The board will also request authorization from shareholders to deliver to executive directors, during the period of validity of the remuneration policy and provided that they meet the established conditions, a portfolio of shares with a maximum value of 1.2 million euros.

This amount is divided into 964,408 euros as short-term variable remuneration (up to 296,240 euros for each full year and up to 75,688 euros for the proportional part of the 2023 financial year in which this policy will be in force) and up to 296,240 euros as remuneration. long-term variable.

“The amount corresponding to the short-term remuneration for each financial year will be updated annually in accordance with the salary review percentage established in the collective agreement applicable to the company’s employees”, which may lead to an update of the amount total maximum, as explained by the entity.

Taking advantage of this extraordinary meeting, the unions CCOO, UGT, CSIF and Cesica have called this Monday for a rally in front of the Unicaja headquarters in Malaga between 6:00 p.m. and 7:00 p.m.
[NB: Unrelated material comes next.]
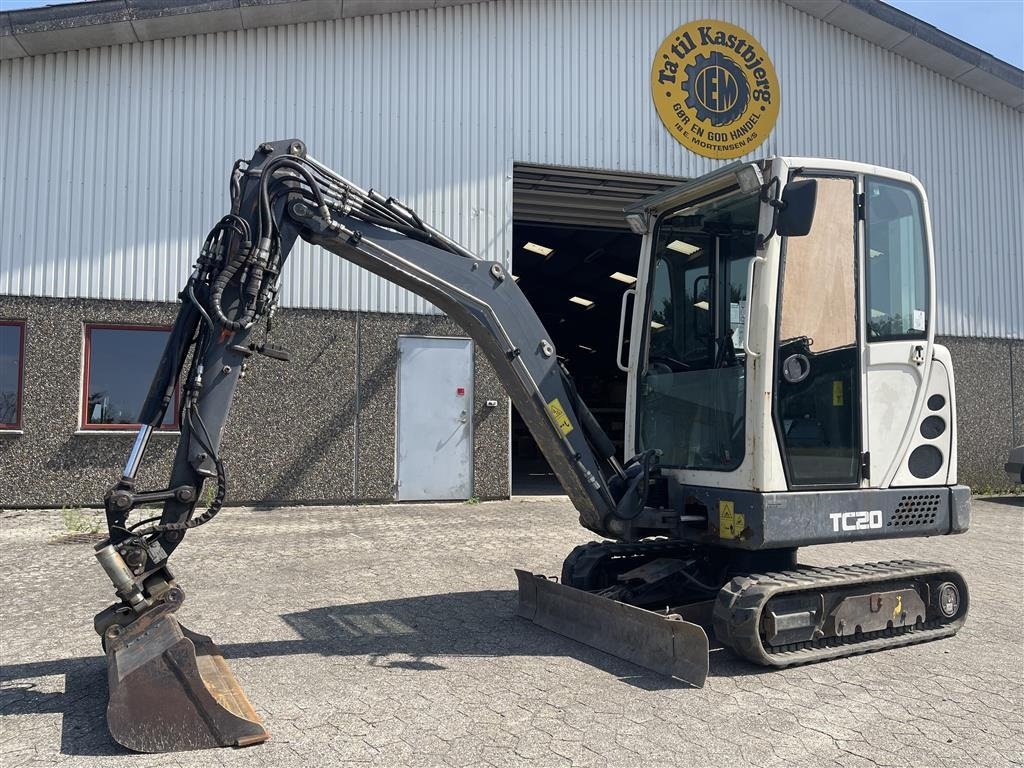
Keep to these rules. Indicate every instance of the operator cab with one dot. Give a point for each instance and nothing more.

In addition, tomorrow, starting at 10:00 a.m., union delegates from all representative unions will gather at the door of the meeting to ask for an improvement in working conditions and demand progress in the ongoing negotiations.

Through a statement, CCOO has highlighted a meeting with the new CEO, Isidro Rubiales, where he conveyed his “will” to establish a labor relations model “based on dialogue, to seek solutions to the innumerable problems with which has found and developed a business project based on shareholders, clientele and staff as the three pillars of Unicaja’s social responsibility”.

However, the union has announced that it will intervene in the meeting to demand that progress be made at the negotiating table where it has been set as a “priority” to converge towards a “single” remuneration model and that “reduce the salary gap” with the average of the sector.

The union will also demand provision of people and means to improve the quality of service to customers, as well as a generational renewal pact that enables the incorporation of young professionals to replace the older workforce.